How might the ESA change under the current administration?
Currently, three bills have been introduced this congressional session to modify the ESA; two in the Senate, one in the House. Senate Bill 375, introduced by Sen. John Cornryn (R-TX), would change the rules for citizen lawsuits under the ESA, requiring the publishing of a suit online and mediation with other affected groups such as landowners or companies. It would also cap reimbursement of court costs under these suits. Senate Bill 376, also by Senator Cornryn, would require all data used to make an endangered species determination, whether public or commercial, be published online. Both bills have been in committee since February. House Resolution 717, from Rep. Pete Olson (R-TX) would change the ESA to allow endangered species petitions to be considered in any order, not just the order received. It would also allow the Department of the Interior (the parent administration of the Fish and Wildlife Service), to reject a new endangered species listing based on economic costs. This bill has also been in committee since January.

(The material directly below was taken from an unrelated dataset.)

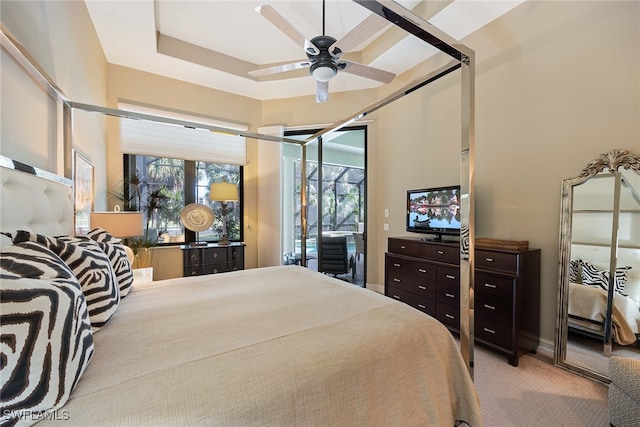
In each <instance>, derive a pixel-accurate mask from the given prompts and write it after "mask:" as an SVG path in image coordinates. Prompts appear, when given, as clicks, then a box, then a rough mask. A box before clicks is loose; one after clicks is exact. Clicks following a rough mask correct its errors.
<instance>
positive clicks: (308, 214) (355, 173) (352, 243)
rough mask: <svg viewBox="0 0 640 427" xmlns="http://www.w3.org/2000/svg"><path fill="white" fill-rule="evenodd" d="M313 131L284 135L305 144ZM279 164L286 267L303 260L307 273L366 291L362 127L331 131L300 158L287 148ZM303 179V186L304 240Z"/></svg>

In addition to legislative efforts to modify the ESA, the Trump administration has nominated Susan Combs of Texas to the position of Assistant Secretary of Policy, Management, and Budget within the Department of the Interior. A vocal critic of the ESA, Ms. Combs has been critical of the rate at which species have been removed from the list, as well as critical of new additions to the endangered list.
In June, the Western Governors Association, representing the western half of the United States, put out a resolution calling for an overhaul of the ESA. Specifically, their plan calls for the FWS to consider listing petitions out of order, requiring the FWS to take into account state-run conservation plans when deciding to list a species, and creating rules for quickly delisting or downlisting species. Notably, Gov. Jerry Brown of California has refused to take part in the resolution, commenting “California does not support Congressional action on the Endangered Species Act…”

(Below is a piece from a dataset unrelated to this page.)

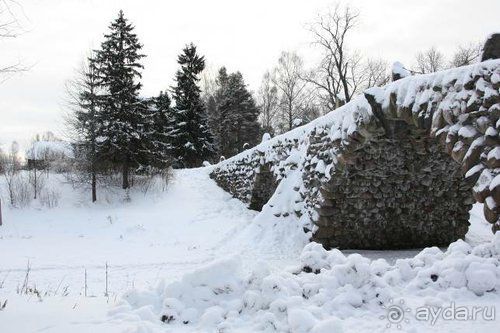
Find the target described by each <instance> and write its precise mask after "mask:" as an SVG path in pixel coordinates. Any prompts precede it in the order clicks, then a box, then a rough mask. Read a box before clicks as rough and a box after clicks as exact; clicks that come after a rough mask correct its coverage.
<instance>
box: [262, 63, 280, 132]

Right now, the ESA and the protections it provides are not under active threat. However, changes to the law are likely to be proposed soon, as the current administration looks to enact a vision of much more limited federal regulation. It is important that as science advocates, we keep in mind that the ESA was never intended to be a first-line of defense against manmade extinction, but rather a tool of last-resort, for when either conservation fails, or when conservation plans were never made. We must work to ensure that any proposed changes to the ESA or the rules behind the Fish and Wildlife Service regarding endangered species, keep in line with the original intent of the ESA: that living things are a treasure of our state and our nation, and that the best available science be used to ensure that human action does not cause their extinction. We must keep on the lookout for policies that put the science in a secondary role, and make our voices heard by our representatives.